Or maybe I will talk about the cost of milk. 2 litres €1.29 in Dealz, €1.49 in Dunnes/Tesco, €1.57 in Daybreak, €1.70 in Highfield Meatstores. €2.20 for Dawn, €2.27 for that other one...

No, it's about none of those things (although I have shneaky shneaky talked about them all).

I want to talk about Colman and milk.
Colman, for those of you who don't know him, is my housemate. He is 25, a tourism ambassador for Cork city and generally a really good guy with a few quirks like most people.

One such of these quirks is what the young fella does with milk...
Some context: Colman uses milk in tea. He rarely eats cereal and uses milk for nothing else.

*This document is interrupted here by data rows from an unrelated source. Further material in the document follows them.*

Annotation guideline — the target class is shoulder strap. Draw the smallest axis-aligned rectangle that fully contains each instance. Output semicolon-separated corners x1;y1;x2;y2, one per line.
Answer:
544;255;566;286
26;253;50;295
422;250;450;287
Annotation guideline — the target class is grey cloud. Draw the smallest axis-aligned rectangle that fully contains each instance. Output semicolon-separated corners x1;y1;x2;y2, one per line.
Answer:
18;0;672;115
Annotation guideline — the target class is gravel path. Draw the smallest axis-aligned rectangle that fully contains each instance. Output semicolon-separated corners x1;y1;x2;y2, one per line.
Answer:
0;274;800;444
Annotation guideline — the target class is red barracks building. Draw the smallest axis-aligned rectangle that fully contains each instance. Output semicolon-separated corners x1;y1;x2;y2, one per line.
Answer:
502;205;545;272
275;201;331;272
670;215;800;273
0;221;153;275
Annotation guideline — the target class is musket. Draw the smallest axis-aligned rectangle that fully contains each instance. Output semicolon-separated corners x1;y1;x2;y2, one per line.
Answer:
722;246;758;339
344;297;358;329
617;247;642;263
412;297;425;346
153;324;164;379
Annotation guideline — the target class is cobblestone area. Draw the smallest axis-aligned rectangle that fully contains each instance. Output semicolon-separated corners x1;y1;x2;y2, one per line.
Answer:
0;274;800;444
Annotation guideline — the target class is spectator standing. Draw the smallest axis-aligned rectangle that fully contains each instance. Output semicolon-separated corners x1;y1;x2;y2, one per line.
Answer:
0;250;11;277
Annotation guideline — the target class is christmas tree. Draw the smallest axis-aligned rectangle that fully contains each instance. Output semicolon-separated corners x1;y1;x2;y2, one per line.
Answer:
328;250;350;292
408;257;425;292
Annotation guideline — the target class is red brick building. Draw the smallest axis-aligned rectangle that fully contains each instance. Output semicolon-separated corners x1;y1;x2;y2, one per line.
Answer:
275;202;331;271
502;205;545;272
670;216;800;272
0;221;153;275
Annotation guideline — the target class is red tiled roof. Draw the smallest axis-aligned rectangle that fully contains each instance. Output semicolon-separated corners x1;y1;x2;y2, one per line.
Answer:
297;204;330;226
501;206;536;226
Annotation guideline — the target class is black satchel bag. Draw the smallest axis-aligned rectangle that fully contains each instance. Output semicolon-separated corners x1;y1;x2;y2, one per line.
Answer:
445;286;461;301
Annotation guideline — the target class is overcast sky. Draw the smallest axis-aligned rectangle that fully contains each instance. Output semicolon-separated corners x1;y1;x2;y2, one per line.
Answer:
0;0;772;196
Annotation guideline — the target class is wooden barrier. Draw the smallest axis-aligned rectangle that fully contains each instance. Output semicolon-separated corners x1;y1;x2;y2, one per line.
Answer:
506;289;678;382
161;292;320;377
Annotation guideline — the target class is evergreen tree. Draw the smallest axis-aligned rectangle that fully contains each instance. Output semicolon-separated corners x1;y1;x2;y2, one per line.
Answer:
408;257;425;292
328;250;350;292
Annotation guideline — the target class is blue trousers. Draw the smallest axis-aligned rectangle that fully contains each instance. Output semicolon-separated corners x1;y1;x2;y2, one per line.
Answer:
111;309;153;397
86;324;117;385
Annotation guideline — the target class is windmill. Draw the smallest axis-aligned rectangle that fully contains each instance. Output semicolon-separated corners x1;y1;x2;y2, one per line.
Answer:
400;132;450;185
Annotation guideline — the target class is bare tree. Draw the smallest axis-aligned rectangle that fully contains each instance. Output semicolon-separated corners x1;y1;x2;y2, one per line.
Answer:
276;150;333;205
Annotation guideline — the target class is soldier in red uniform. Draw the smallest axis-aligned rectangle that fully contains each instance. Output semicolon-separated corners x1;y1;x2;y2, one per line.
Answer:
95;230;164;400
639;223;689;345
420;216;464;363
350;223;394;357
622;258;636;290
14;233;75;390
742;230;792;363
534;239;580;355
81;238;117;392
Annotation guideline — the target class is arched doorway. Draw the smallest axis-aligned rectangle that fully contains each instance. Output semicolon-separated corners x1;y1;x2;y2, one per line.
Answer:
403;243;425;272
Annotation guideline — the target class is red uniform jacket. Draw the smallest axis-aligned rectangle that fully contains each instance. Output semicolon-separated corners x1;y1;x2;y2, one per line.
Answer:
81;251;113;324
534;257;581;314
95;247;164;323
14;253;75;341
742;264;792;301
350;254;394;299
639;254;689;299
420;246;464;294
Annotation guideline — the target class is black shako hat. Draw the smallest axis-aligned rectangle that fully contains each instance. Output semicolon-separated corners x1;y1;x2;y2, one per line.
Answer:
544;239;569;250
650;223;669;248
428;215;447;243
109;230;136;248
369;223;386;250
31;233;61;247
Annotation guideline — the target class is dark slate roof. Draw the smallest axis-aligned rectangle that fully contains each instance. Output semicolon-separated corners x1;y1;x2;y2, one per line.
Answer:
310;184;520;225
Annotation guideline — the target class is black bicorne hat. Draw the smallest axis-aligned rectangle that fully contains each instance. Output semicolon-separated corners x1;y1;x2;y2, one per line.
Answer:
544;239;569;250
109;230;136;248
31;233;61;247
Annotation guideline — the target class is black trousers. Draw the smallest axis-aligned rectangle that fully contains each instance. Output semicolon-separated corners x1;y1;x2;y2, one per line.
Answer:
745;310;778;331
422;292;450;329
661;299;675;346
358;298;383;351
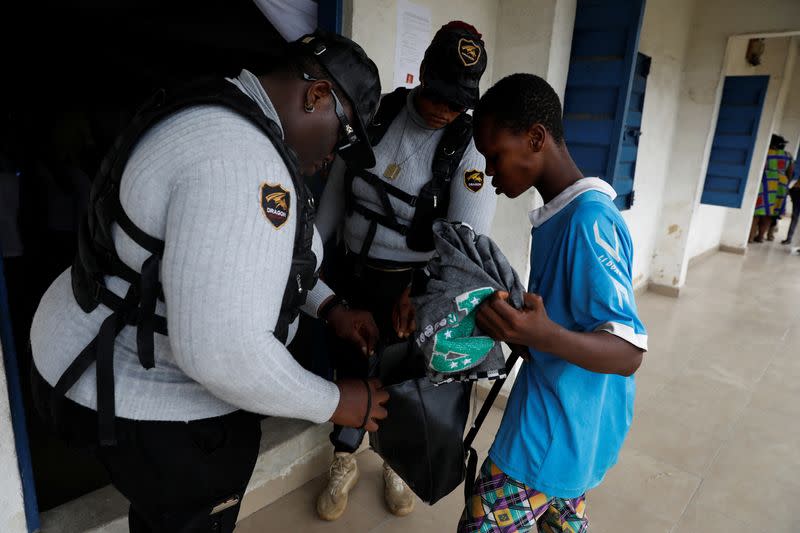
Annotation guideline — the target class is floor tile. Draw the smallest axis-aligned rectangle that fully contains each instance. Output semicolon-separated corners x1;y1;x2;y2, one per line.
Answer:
586;493;674;533
237;243;800;533
236;468;385;533
625;404;726;475
636;370;751;434
587;447;700;523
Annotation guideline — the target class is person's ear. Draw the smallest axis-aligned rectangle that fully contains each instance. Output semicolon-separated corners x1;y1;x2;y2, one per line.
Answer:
528;123;547;152
303;80;332;113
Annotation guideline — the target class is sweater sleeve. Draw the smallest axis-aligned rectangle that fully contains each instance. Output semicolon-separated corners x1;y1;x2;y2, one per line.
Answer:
447;141;497;234
162;153;339;422
316;157;346;243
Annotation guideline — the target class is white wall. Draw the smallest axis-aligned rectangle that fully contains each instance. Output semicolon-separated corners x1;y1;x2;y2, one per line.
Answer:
720;35;800;249
775;37;800;157
344;0;498;96
651;0;800;289
687;204;728;260
687;37;790;259
623;0;694;287
491;0;575;281
0;347;28;533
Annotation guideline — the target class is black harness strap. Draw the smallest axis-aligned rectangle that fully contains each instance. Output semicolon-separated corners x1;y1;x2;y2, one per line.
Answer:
345;88;472;260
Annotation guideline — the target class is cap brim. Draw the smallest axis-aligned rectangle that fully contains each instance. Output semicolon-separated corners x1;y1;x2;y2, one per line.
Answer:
339;114;375;168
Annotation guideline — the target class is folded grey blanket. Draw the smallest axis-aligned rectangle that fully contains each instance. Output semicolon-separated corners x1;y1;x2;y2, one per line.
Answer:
412;220;524;383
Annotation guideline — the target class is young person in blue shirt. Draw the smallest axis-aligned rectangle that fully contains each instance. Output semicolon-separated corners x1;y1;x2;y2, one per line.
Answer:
458;74;647;533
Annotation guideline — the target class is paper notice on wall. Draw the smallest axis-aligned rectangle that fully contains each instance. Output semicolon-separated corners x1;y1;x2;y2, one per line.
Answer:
394;0;431;89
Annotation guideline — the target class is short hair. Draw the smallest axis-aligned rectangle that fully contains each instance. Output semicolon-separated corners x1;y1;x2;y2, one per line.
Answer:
474;74;564;144
252;41;347;99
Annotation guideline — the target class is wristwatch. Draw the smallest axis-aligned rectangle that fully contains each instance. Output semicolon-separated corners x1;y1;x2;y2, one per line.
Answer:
317;294;350;324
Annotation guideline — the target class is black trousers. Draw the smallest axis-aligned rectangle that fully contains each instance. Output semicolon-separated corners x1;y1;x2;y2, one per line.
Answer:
328;248;414;452
31;367;261;533
786;187;800;242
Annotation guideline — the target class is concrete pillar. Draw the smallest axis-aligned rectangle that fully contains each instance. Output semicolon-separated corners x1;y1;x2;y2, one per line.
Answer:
0;347;27;533
651;0;800;295
775;37;800;158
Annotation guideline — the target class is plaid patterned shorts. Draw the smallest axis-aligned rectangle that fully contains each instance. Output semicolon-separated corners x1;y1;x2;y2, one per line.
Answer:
458;458;589;533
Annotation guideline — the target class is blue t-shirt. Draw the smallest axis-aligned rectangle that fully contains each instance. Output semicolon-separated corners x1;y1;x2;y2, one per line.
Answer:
489;184;647;498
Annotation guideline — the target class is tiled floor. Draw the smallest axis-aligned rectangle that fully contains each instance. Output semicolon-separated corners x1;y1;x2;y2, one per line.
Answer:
236;238;800;533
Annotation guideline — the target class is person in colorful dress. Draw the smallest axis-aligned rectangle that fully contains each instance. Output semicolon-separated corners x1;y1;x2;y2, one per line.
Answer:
751;134;792;242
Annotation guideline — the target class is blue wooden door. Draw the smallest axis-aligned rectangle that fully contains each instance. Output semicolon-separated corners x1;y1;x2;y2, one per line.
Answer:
564;0;649;209
700;76;769;208
612;53;650;209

Now, in the fridge it would not be uncommon to find 4-8 litres of milk that are Colman's (he puts a 'C' on the lid) which is mad because all the man uses it for is TEA...

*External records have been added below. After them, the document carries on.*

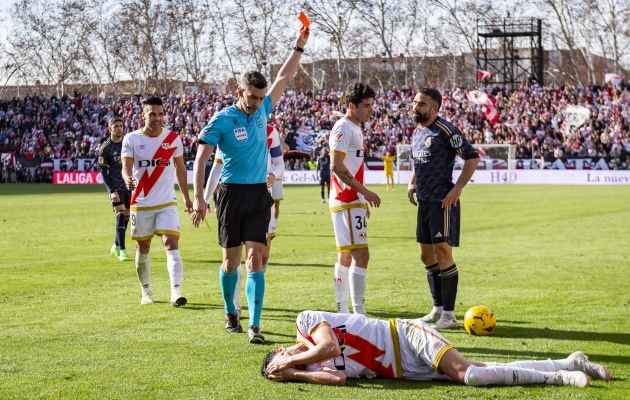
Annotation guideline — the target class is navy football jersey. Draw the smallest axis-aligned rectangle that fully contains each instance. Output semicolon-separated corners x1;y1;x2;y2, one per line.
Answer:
411;117;479;203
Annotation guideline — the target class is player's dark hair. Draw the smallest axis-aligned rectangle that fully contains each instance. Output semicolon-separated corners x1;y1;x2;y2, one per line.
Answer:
107;117;122;126
241;71;267;89
418;88;442;111
260;350;278;379
346;82;376;106
142;96;163;108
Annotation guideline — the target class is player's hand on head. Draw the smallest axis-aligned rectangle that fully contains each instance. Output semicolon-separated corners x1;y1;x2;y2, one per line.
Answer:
407;186;418;206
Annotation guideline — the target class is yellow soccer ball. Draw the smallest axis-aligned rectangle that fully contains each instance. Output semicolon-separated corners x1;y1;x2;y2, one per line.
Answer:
464;306;497;336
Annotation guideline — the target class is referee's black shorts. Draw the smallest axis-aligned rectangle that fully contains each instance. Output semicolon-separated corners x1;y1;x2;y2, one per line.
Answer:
217;183;273;249
110;189;131;210
416;200;461;247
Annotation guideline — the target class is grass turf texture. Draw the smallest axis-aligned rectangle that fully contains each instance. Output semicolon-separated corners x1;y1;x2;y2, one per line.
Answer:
0;185;630;399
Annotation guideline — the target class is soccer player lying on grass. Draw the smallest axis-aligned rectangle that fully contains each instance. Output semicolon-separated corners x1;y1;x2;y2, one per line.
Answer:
261;311;610;387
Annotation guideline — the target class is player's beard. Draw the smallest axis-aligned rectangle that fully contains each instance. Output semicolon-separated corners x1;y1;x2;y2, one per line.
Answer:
413;111;431;124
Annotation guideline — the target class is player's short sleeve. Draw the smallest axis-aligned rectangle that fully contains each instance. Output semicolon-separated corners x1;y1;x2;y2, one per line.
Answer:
120;135;134;160
173;136;184;158
447;126;479;160
295;311;329;347
328;124;352;157
304;360;337;372
198;113;221;146
98;144;109;167
260;95;273;118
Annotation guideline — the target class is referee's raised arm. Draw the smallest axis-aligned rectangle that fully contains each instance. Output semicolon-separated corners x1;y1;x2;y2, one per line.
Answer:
269;26;310;104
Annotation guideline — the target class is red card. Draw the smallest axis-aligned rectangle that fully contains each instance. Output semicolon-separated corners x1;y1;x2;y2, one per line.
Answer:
298;11;311;28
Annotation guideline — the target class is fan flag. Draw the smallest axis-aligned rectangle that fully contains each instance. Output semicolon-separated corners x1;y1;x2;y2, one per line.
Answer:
604;74;623;86
477;69;492;81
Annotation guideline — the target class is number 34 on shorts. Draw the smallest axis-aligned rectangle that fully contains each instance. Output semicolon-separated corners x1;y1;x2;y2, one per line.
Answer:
331;208;368;252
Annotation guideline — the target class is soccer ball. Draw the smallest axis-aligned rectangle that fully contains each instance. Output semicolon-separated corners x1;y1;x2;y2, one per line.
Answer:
464;306;497;336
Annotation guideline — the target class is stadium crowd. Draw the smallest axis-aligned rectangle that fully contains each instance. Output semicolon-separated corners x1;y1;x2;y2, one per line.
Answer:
0;79;630;181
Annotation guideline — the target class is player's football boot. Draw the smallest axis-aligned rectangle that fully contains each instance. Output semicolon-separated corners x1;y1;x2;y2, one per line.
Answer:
171;290;188;307
140;292;153;305
553;371;591;387
225;313;243;333
567;351;610;382
247;325;265;344
420;312;442;324
431;315;457;331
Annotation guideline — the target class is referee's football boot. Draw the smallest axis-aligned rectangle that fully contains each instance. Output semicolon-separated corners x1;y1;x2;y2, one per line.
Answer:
110;245;120;258
247;325;265;344
420;312;442;324
171;290;188;307
567;351;610;382
225;313;243;333
118;250;129;261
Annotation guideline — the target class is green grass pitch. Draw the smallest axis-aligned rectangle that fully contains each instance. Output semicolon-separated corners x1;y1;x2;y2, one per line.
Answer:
0;185;630;400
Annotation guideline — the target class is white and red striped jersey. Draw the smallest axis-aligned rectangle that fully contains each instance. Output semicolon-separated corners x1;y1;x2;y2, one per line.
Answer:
329;118;366;211
296;311;402;378
122;128;184;211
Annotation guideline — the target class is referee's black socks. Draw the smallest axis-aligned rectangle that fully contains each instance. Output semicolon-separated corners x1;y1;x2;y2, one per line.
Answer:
424;263;444;307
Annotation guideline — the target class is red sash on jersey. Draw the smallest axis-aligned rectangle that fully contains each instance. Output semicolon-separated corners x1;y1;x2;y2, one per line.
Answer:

Sometimes it goes off... but we won't go into that.

Other times Colman freezes his milk.

I'll let you read ^ that sentence again, because I understand it will be hard to take in.

Colman FREEZES his milk.

Have you ever seen frozen milk? First it expands in the sealed carton making the carton all strange and deformed, like Quasimodo had he been beaten up with baseball bats repeatedly. Second it turns an off yellow, headed towards green (sort of like melted and refrozen vanilla Walls ice-cream) and third, it looks really weird to see milk in the freezer.

Imagine the scene if you will. It's Saturday, Colman is gone for the weekend and I go open the freezer to take out chicken (which is pretty much what I eat everyday) and, blocking my chicken, is two litres of frozen, yellow-green milk. The carton has expanded in a way that, looking at it, you wonder if, when that milk becomes liquid again, it will actually prove to have ruptured and hencely the milk will spill everywhere.

I remember wondering the first time I witnessed this phenomenon, did he put it in the wrong door?
He couldn't have, though, could he? How would you not notice you were putting something in the freezer? It's like 200% colder than the fridge (I made that statistic up) and comes complete with ice around the edges.
It was purposeful...

Thawing it out on Monday is always hilarious. It has, like, a Golly Bar (HB plain vanilla ice-cream on a wooden stick, big in the nineties, off the market since the turn of the century) in the milk for a day or so.
Interesting the colour goes back to proper milky white, which is so odd as it looks not unlike pee in the freezer. The only bad things are: 1. it takes up valuable freezer space and 2. the bottle no longer stands up in the fridge.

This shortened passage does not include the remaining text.